Journalism organizations of all sorts and sizes are eager to grow their digital reach, bolster their brands, increase the impact of their work and, in many cases, generate new sources of revenue. One of the most effective ways to reach those goals is by getting others to help distribute your work — by sharing it on social media, for example. If you publish under a Creative Commons license (like Journalist’s Resource does, by the way) you probably also want other organizations to republish your articles, videos or photos on their websites.
What can you do to encourage people to share or republish your work? Joel Abrams, an expert in online content strategy, recently offered a slew of tips at the Online News Association’s annual conference in New Orleans. They’re lessons he learned over two decades working for organizations such as Boston Globe Media, the Christian Science Monitor and Inc. Magazine. Since 2015, Abrams has been the manager of media outreach at The Conversation US. He’s in charge of giving away content from The Conversation, a nonprofit site dedicated to spreading ideas from academic experts.

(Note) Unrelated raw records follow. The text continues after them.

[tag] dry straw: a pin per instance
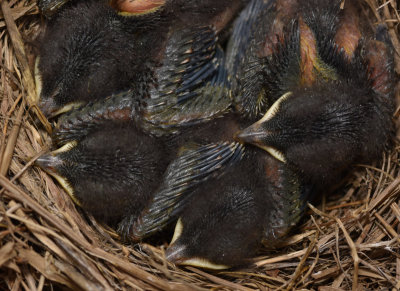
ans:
(349, 241)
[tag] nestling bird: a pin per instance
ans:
(335, 117)
(111, 173)
(90, 51)
(224, 223)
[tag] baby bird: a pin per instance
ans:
(256, 200)
(90, 51)
(323, 127)
(111, 173)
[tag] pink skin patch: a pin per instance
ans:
(136, 7)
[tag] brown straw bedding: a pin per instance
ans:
(348, 241)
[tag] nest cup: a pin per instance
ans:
(348, 241)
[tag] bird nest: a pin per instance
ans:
(349, 240)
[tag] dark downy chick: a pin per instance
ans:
(256, 200)
(90, 51)
(111, 173)
(331, 104)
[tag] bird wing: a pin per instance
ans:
(77, 123)
(192, 83)
(192, 167)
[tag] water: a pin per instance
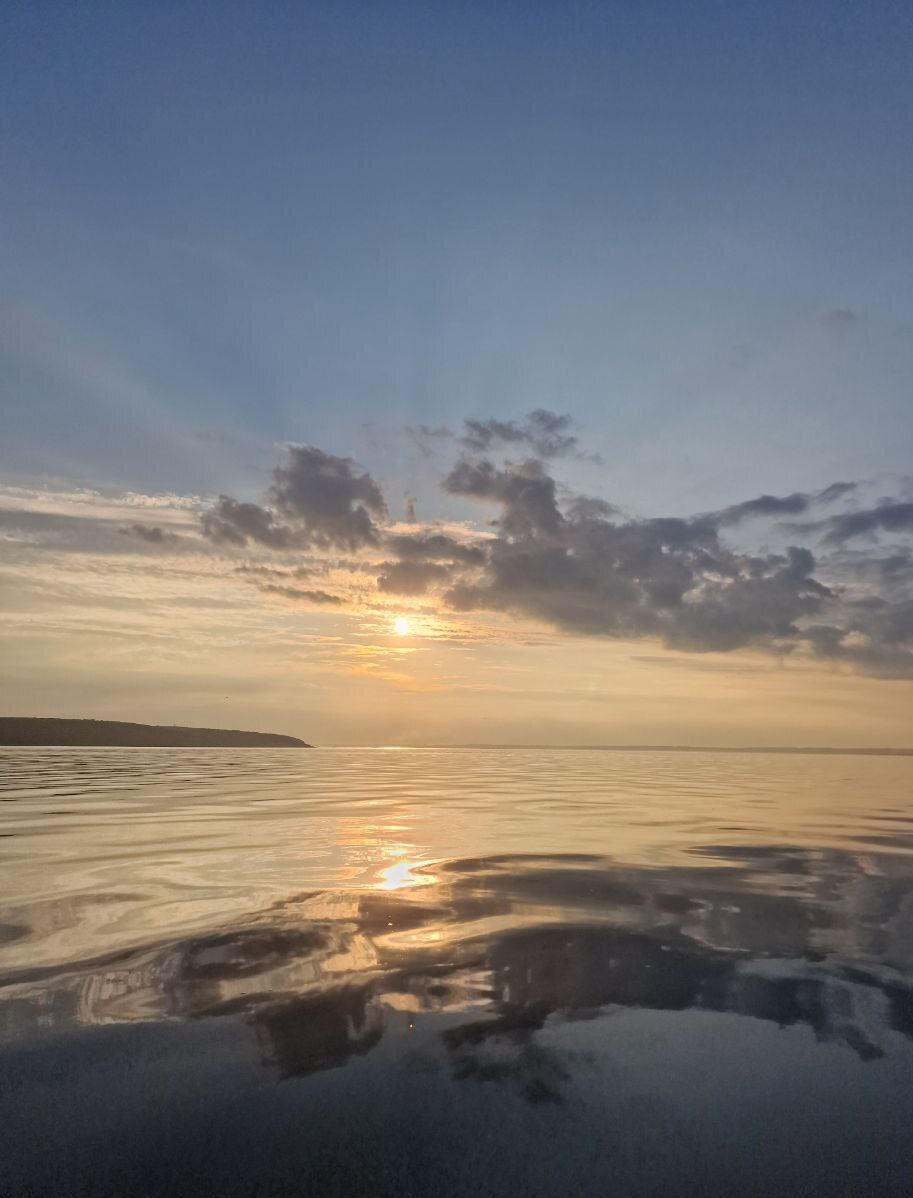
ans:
(454, 972)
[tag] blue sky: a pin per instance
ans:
(233, 225)
(679, 233)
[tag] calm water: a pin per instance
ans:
(454, 972)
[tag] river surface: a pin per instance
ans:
(454, 972)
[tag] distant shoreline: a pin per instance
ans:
(60, 733)
(815, 750)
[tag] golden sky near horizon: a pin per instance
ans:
(101, 623)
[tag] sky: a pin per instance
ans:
(576, 336)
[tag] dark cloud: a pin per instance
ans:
(229, 522)
(784, 504)
(889, 516)
(318, 598)
(315, 498)
(434, 546)
(581, 564)
(153, 534)
(271, 572)
(546, 434)
(586, 569)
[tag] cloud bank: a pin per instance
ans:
(580, 566)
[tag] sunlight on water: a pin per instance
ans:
(644, 954)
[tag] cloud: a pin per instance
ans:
(411, 578)
(431, 546)
(153, 534)
(229, 522)
(315, 500)
(784, 504)
(893, 515)
(318, 598)
(580, 564)
(548, 434)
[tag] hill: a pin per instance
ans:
(29, 731)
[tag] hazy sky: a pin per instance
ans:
(658, 255)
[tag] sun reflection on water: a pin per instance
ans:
(400, 875)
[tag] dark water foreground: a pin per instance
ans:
(736, 1020)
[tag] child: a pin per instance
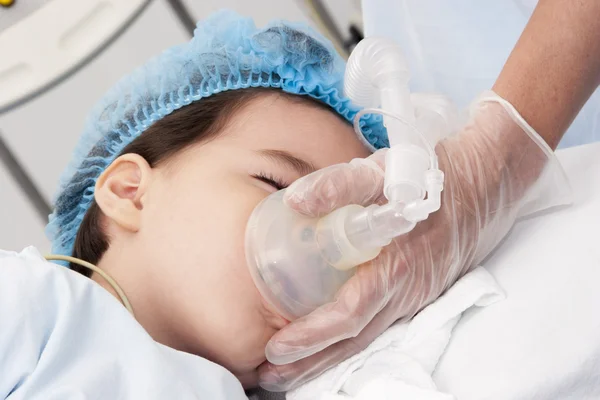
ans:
(174, 160)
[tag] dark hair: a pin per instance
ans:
(197, 122)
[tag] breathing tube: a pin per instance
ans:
(299, 263)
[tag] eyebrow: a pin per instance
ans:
(283, 157)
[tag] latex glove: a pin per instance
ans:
(495, 169)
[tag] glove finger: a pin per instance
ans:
(356, 303)
(357, 182)
(280, 378)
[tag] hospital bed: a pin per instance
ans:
(543, 341)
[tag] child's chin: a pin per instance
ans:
(249, 379)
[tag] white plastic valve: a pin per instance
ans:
(299, 263)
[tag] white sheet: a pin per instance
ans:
(399, 363)
(543, 341)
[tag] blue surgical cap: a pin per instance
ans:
(227, 52)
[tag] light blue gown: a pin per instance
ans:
(62, 336)
(458, 47)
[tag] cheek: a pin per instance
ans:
(199, 234)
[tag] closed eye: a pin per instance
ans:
(271, 180)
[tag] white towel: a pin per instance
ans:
(400, 362)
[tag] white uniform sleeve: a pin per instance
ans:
(64, 337)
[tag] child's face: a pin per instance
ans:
(194, 288)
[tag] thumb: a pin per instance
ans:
(357, 182)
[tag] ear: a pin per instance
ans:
(120, 190)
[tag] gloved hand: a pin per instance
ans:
(496, 168)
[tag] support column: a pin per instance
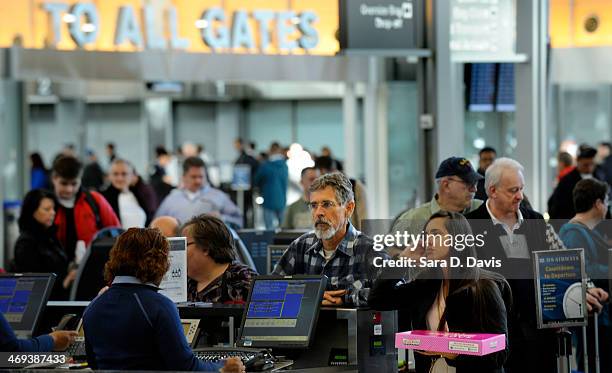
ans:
(14, 177)
(158, 116)
(447, 104)
(375, 130)
(349, 118)
(228, 129)
(531, 99)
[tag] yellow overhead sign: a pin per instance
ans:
(222, 26)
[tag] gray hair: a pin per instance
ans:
(341, 184)
(495, 171)
(118, 161)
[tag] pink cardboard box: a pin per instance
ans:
(454, 343)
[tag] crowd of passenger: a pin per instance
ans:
(488, 200)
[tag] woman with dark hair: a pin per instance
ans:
(457, 299)
(37, 248)
(146, 332)
(39, 175)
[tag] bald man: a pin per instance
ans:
(167, 225)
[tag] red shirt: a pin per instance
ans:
(84, 218)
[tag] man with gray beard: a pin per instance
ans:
(335, 248)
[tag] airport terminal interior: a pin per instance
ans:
(306, 185)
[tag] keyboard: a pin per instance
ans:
(223, 353)
(76, 349)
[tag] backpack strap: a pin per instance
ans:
(91, 201)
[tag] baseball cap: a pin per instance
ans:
(456, 166)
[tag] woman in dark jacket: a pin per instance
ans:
(133, 201)
(37, 248)
(456, 299)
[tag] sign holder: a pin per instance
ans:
(560, 285)
(174, 283)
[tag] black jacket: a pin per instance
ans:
(526, 341)
(145, 195)
(462, 315)
(38, 250)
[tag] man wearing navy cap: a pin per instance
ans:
(457, 184)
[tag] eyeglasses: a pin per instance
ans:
(467, 185)
(325, 204)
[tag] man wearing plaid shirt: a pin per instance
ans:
(335, 248)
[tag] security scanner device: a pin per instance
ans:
(219, 323)
(275, 253)
(280, 317)
(23, 298)
(257, 241)
(359, 338)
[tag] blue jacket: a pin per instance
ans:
(132, 327)
(272, 178)
(10, 343)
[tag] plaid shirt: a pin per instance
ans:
(349, 268)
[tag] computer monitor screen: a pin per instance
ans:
(481, 86)
(282, 311)
(23, 298)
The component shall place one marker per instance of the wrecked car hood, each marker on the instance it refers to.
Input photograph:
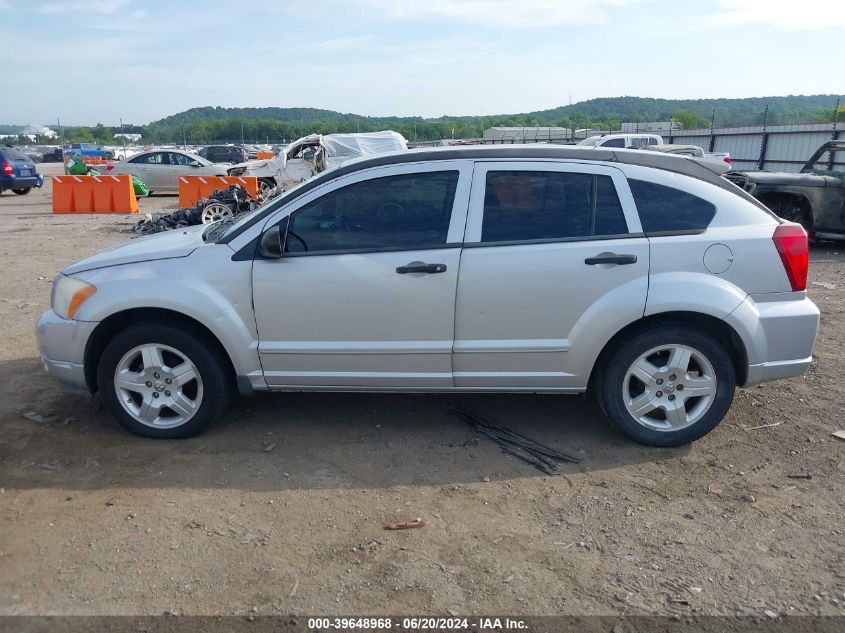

Want your content to go viral on social media? Abrams suggests doing this:
- Use numbers in headlines and tweets. “And use odd numbers, which are more memorable than even numbers,” Abrams says.
- Attach charts to tweets. “People like sharing a good chart,” he says. He adds that it’s crucial for a few accounts to “like” your tweet right away — to keep it from getting buried by Twitter’s algorithm.
- Limit hashtags. When you tweet about your work, Abrams recommends only using hashtags with terms and phrases that people are sure to be searching for on Twitter. Unless you’re just using them as a joke.
- Spark readers’ emotions. People react to, engage with and share tweets that make them care, Abrams explains. He adds that while tweets prompting outrage or fear are commonly retweeted, so are those that elicit positive feelings such as love and inspiration.
- Check out the hand-drawn chart in this article from io9. Even though it’s several years old, Abrams explains, it offers lots of insights on the kinds of content people are most likely to share on social media.
Want your work republished?
- Leverage your personal connections. Abrams suggests using LinkedIn to find friends and colleagues who can introduce you to others who might be interested in republishing your work on their websites and including it in their newsletters and other promotional materials.
- Offer content that connects with an organization’s core audience. This might mean offering different content to different organizations. Abrams adds it’s important to establish a relationship with someone at the organization to whom you can regularly pitch new content.
- Stay on top of the news cycle. Many organizations are interested in content that’s connected to something trending in the news at the present moment.
- Keep content to 500-600 words if you’re looking for print distribution. “People want a quick, digestible take or a really in-depth piece,” Abrams says. “If you’re not going deep, keep it short.” If you do go long, use bullet points to help readers get to key information quickly. Just like we did here.